Produtos hospitalares, remédios, substâncias químicas venenosas devem ter tratamento cuidadoso em suas embalagens. No mínimo, é preciso saber diferenciá-las e uma tampa vermelha em vez de azul já seria indício de perigo, cuidado.

Infelizmente, faz muito tempo que a ideia predominante de design é o de adornos ou de indicações sintáticas de inovações, ou seja, de valores mercadológicos. Muitos profissionais de saúde parecem desconhecer quão importante seria a intervenção de designers em várias áreas de suas atividades. As embalagens hospitalares são uma delas. 

O que aconteceu não é uma tragédia, não é fatalidade.
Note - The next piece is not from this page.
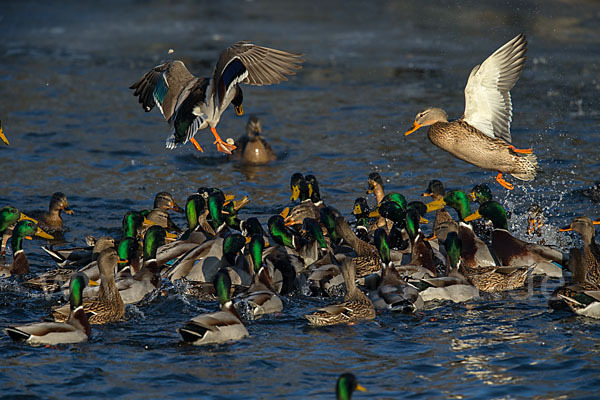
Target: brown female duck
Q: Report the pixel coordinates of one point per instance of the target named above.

É subproduto da enorme ignorância sobre a pertinência de projetos em áreas fundamentais, nas quais a interface deve ser quase intuitiva, como num painel de automóvel ou avião; como numa sinalização de rodoviária ou aeroporto; como num caixa bancário.
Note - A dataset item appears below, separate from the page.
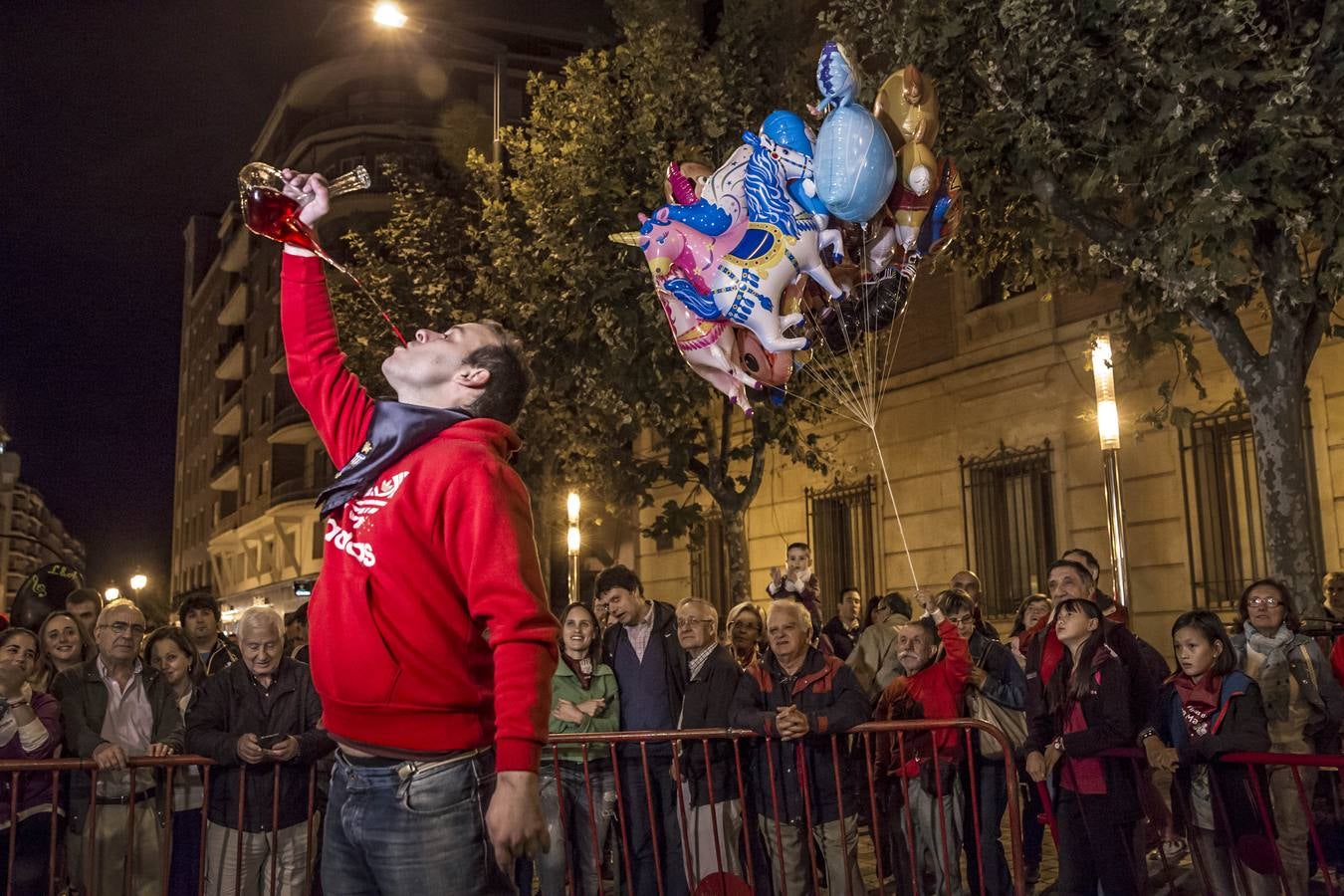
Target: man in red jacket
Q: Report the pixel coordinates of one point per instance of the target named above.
(430, 639)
Todo avanço nas pesquisas de design de informação parece se concentrar, em nosso país, quase exclusivamente naquilo que é privado ou lucrativo.

Seria importante que as associações de designers brasileiros tivessem uma espécie de plantão, recolhendo exemplos desse tipo, e mostrando aos setores responsáveis como seus projetos são canhestros.

Costuma-se fazer o chiste, quando se diz que a atividade do designer não pode ser legislada como a do engenheiro ou médico, dizendo que nada que o designer faz pode matar. Quem olhar para estas embalagens jamais repetirá a brincadeira.

 


Comentários

Joaquim Redig
13/12/2010

Ethel, parabéns é muito pouco! Seu artigo é primoroso, primordial e precioso! O comentário da Claudia Berwanger confirma. Tinha que ser publicado num jornal de grande circulação, e além disso muito disseminado, principalmente juntos aos médicos, aos órgãos de saúde, ao Congresso, aos laboratórios farmacêuticos - e também aos designers, com bem disse a Claudia. Basta de desleixo, com os verdadeiros problemas do Design!

Mônica Tarantino
13/12/2010

São observações muito boas que o texto faz. Cobri o caso Stephanie e estou horrorizada com a falta de comunicação e das armadilhas em todos os níveis. As embalagens são mais uma dessas armadilhas. E sim, são armadilhas que podem ser desmontadas. É inconcebível a semelhança dos fracos e rótulos, o local onde são acondicionados no PS. O caso de Stephanie repercutiu tanto por causa da coragem da mãe dela, Roseane, em denunciar o fato e cobrar a condenação daqueles cuja negligência levou à morte da menina. Mas imagina quanta coisa não acontece desse mesmo jeito e a gente nao fica sabendo?

Ethel Leon
13/12/2010

Ana Claudia, Acredito que, com a volta de investimentos públicos, vai haver grande necessidade de designers. Ou seja, vai se abrir ou já está se abrindo um mercado de trabalho muito grande. O design brasileiro já teve um curto período de dedicação à esfera pública, os anos 1970, por iniciativa de governos da ditadura militar. Se os designers, as escolas etc. não se prepararem, esse lugar será tomado pelos 'vizinhos'.

Gilberto Paim
12/12/2010

Excelente texto, Ethel. Que encontre muitos e muitos leitores.

Ana Claudia Berwanger
11/12/2010

Olá Ethel. Achei teu artigo oportuno, e até mesmo urgente. Você aponta acertadamente que "muitos profissionais de saúde parecem desconhecer quão importante seria a intervenção de designers em várias áreas de suas atividades. As embalagens hospitalares são uma delas." Sem dúvida, esse é um fato. Mas acredito que existe um outro lado da moeda, que diz respeito à classe profissional dos designers: fico me perguntando, dentre todas as atualidades e acontecimentos sociais que dizem respeito ao design, quais são aqueles que efetivamente mobilizam os profissionais para a tomada de atitudes públicas. E, infelizmente, imagino que este caso (ou o problema que subjaz a ele) esteja na categoria de assuntos excluídos ou secundários, por "falta de tempo". De onde posso ver, nossa categoria se preocupada demais com os próprios interesses e muito pouco com questões públicas que, para ser curta e grossa, não dão lucro algum. Para não ser completamente injusta, me parece ainda que problemas públicos deste tipo são assuntos típicos de trabalhos de conclusão de curso -- o que é excelente -- mas isso parece desaguar muito pouco em transformações sociais e infra-estruturais efetivas que atinjam àqueles que não são solventes. Espero estar redondamente enganada.